Wars are good for profits, and not only for the arms manufacturers.
For all the talk of sanctions, from April to June this year Saudi Arabia imported 647,000 tonnes (48,000 barrels per day) of fuel oil from Russia by way of Russian and Estonian ports. That was up from 320,000 tonnes in the same period a year ago. Estonia is a member of the European Union.
The Russians are selling their fuel oil at knock-down prices. This benefits the Saudi regime during a period of peak summer demand, at a time when the Biden government has been trying to twist the arms of the Saudi regime to increase oil production.
Saudi Arabia is in a bind. It and Russia are two of the largest oil exporters. It has to maintain its co-operation with Russia in the alliance of global producers known as OPEC+. The two are the de facto leaders of OPEC and non-OPEC producers, respectively, in that group.
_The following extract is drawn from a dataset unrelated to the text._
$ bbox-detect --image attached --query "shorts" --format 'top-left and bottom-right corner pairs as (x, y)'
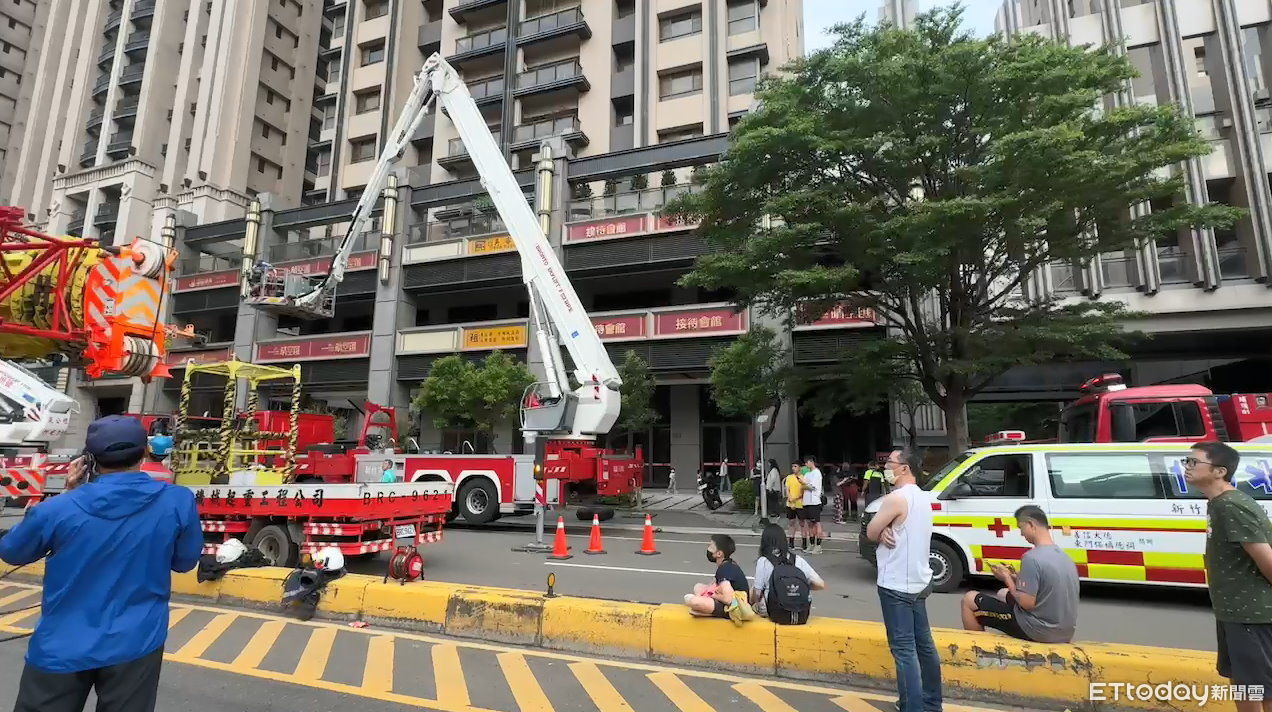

The Saudi regime has been importing Russian fuel oil, which can reduce its need to refine crude oil for products and cut the amount of oil it needs to burn for power generation, thereby leaving it with more unrefined crude to sell on international markets, at higher prices.
The oil sanctions are having an impact not on Russia but on working people and the poor around the world. The sanctions have provided a great cover for massive profit-gouging by the global energy corporations.
The Irish government is in effect supporting the NATO proxy war in Ukraine when it should be pursuing a peace strategy and demanding a ceasefire and peace negotiations under the auspices of the United Nations, the ending of all arms shipments to Ukraine, and the lifting of sanctions.
Irish workers need to be demanding the public ownership of all energy companies and all natural resources, including energy sources such as oil and gas, both on land and in our territorial waters, regardless of what EU rules demand.
Irish workers need a pay increase to match inflation, as do those on state benefits. Working people must come first, not EU rules, which are only there to protect and advance the interests of European and global monopoly capitalist corporations.